Meta's VL-Jepa: Shifting AI's Focus from Words to Worlds |

Translate: 🇫🇷 French 🇸🇦 Arabic 🇨🇳 Chinese 🇪🇸 Spanish

A groundbreaking research paper from Meta, co-authored by the influential Yann LeCun, is sparking a critical conversation. Does this new development signal the end of Large Language Models (LLMs), or do they still represent the future of AI? This article explores that very question.

The paper, titled “VL-Jepa” (Vision Language Joint Embedding Predictive Architecture), was released on December 11, 2025. But before diving into what VL-Jepa is, it’s essential to understand how the AI systems we use today actually function.

The Reign of Auto-Regressive Models

Large Language Models like GPT, Llama, and Gemini are masters of generating text. They accomplish this by producing one token at a time, from left to right. This process is known as auto-regression. Each time the model predicts the next word, all the previously generated words become its input.

Consider generating a sentence like, “The sun shines brightly.”

The model first predicts “The”.
It then uses “The” to predict “sun”.
It uses “The sun” to predict “shines”.
Finally, it uses “The sun shines” to predict “brightly”.

This approach works remarkably well, but it has a major limitation. The model cannot know the final answer upfront. It generates one word at a time, relying entirely on previously generated tokens to decide the next one. This makes the process slow and computationally expensive. More importantly, it’s heavily dependent on language structure rather than a true, underlying understanding.

Yann LeCun’s Vision: Beyond Next-Word Prediction

This is a point of contention that Yann LeCun has criticized for years. In many talks and interviews, he has clearly stated that simply scaling up LLMs is not the same as achieving intelligence. Bigger datasets, larger models, and longer context windows are not enough to produce human-level intelligence.

Why? Because intelligence isn’t about predicting the next word. It’s about understanding the world around you. Language is merely a way to express thought. Thinking itself happens through concepts, not tokens.

Enter VL-Jepa: A New Paradigm

This is precisely where VL-Jepa takes a completely different approach.

VL-Jepa is a visual language model, meaning it can understand images, videos, and text together. But unlike traditional models, it does not generate text word by word. Instead, VL-Jepa predicts semantic embeddings. It builds an internal, semantic understanding of what it sees, rather than just learning to string words together.

Because of this, VL-Jepa operates as a non-generative model. It learns what something means, not how to describe it word by word. It performs reasoning in a latent semantic space rather than a token space.

Semantic Space vs. Token Space: A Tale of Two Mappings

What exactly is a “semantic space” versus a “token space”? Let’s break it down.

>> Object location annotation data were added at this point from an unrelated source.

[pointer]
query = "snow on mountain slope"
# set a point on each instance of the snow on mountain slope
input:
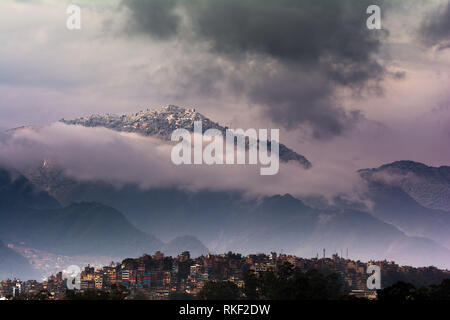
(163, 121)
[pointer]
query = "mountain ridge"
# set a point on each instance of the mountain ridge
(162, 122)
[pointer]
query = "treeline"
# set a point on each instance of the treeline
(287, 283)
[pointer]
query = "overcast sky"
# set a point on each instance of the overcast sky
(340, 93)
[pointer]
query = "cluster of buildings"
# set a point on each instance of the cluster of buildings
(156, 277)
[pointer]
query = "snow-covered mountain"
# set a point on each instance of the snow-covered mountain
(162, 122)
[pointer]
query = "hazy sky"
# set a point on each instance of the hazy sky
(341, 94)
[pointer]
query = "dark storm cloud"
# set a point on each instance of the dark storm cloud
(300, 52)
(156, 17)
(436, 27)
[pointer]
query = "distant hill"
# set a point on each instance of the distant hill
(185, 243)
(429, 186)
(227, 221)
(412, 196)
(33, 217)
(13, 265)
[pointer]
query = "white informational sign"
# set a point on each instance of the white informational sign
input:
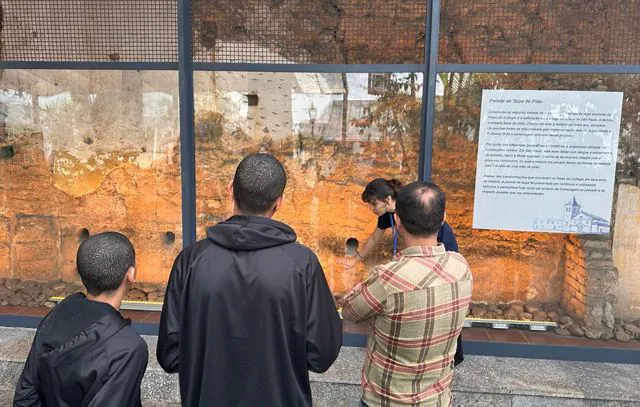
(547, 160)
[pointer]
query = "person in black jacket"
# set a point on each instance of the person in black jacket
(84, 352)
(247, 311)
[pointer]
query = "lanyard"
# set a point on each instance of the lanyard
(395, 236)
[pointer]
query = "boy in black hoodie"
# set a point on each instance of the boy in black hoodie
(84, 352)
(248, 311)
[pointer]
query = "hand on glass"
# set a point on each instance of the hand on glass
(348, 262)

In AI, a “space” is simply a way to organize information using numbers. Whether you have a sentence, an image, or a video, it’s converted into a vector—a list of numbers. In this space, AI models place items with similar meanings close to each other. For example, the words “love” and “like” would be neighbors, while “cat” and “car” would be far apart. It’s a map of meanings.

The World of Meanings: Semantic Space

A semantic space organizes information based on conceptual similarity. Things that are the same or similar are close.

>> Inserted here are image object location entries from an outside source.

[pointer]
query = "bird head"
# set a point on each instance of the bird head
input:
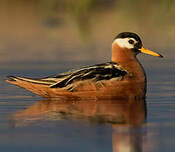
(132, 42)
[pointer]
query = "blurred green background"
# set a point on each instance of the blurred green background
(47, 33)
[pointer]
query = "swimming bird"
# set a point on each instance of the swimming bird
(121, 78)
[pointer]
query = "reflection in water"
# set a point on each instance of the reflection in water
(126, 118)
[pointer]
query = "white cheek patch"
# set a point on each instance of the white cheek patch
(124, 43)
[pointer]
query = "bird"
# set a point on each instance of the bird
(121, 78)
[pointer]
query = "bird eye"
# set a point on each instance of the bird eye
(131, 41)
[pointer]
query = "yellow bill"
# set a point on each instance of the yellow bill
(146, 51)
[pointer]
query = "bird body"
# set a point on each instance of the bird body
(123, 78)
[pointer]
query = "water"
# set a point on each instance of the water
(43, 38)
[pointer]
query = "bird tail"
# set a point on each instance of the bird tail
(37, 86)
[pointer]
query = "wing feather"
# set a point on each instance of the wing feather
(105, 71)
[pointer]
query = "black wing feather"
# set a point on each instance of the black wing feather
(97, 72)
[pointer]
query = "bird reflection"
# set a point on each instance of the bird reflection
(125, 117)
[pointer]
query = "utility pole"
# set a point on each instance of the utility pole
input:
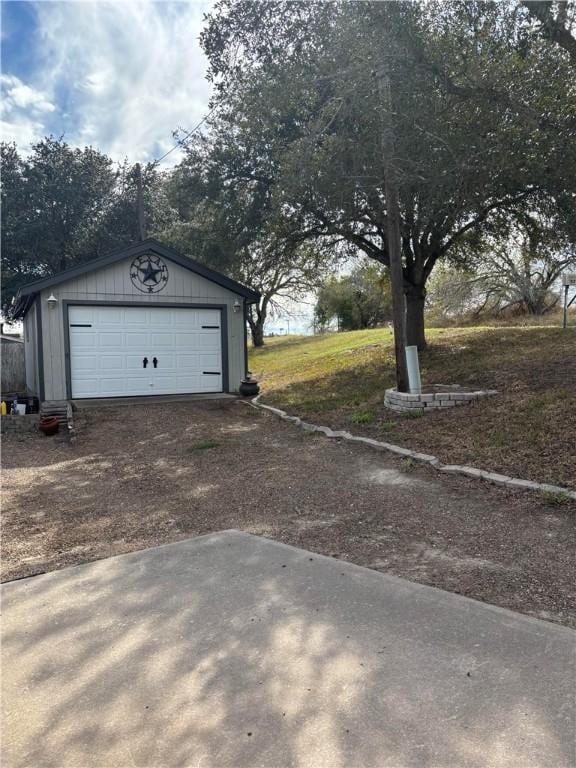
(140, 203)
(393, 229)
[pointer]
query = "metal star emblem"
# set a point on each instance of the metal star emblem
(149, 273)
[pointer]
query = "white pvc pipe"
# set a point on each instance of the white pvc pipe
(414, 383)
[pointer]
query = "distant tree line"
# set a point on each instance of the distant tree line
(286, 181)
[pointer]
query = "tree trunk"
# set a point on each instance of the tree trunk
(257, 333)
(415, 296)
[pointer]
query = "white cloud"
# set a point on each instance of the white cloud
(123, 75)
(24, 109)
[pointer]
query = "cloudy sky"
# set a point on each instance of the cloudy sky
(120, 75)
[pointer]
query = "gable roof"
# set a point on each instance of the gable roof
(27, 292)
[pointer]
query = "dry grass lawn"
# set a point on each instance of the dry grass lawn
(528, 430)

Consider these two sentences:

“A dog is running.”
“A puppy is playing.”

While they use different words, their meaning is similar. In a semantic space, their embeddings (their numerical representations) would be close together.

Now, consider these two sentences:

“A dog is running.”
“A car is parked.”

These have vastly different meanings. In a semantic space, their embeddings would be far apart.

The World of Words: Token Space

In contrast, a token space is what current LLMs use. Here, the focus is on words and sub-words. The model cares about grammar, punctuation, and word order. Its primary goal is to predict the next token in a sequence.

For the sentence, “A person named Alex enjoys programming,” a traditional LLM treats each word as a separate token and predicts them one by one.

In a semantic space, which VL-Jepa uses, the model works with concepts and meanings. It ignores the exact wording and represents the entire idea at once. The same sentence becomes a single abstract concept: a person named Alex who likes to code. This entire meaning is stored as one abstract vector.

The difference is profound:

LLMs think by predicting the next word.
VL-Jepa thinks by predicting the meaning.

Why This New Approach is So Powerful

This shift from token space to semantic space is incredibly powerful for several reasons:

Focus on Meaning: The model concentrates on what something means, not just how it’s written.
Efficient Reasoning: This focus makes reasoning faster and easier.
Fewer Parameters: It requires fewer parameters compared to massive auto-regressive models.
Human-like Thinking: This process is closer to how humans think—in concepts, not a linear sequence of words.

The Dawn of World Models

To be clear, VL-Jepa is not the end of LLMs. Instead, it signals the beginning of a new direction. Yann LeCun calls this idea a “world model.”

A world model doesn’t just talk; it understands how the world works over time. In the future, LLMs won’t disappear. They will simply stop being the centerpiece of AI. They will become the language layer—the part that communicates with humans—while a deeper, more conceptual model like VL-Jepa handles the actual reasoning.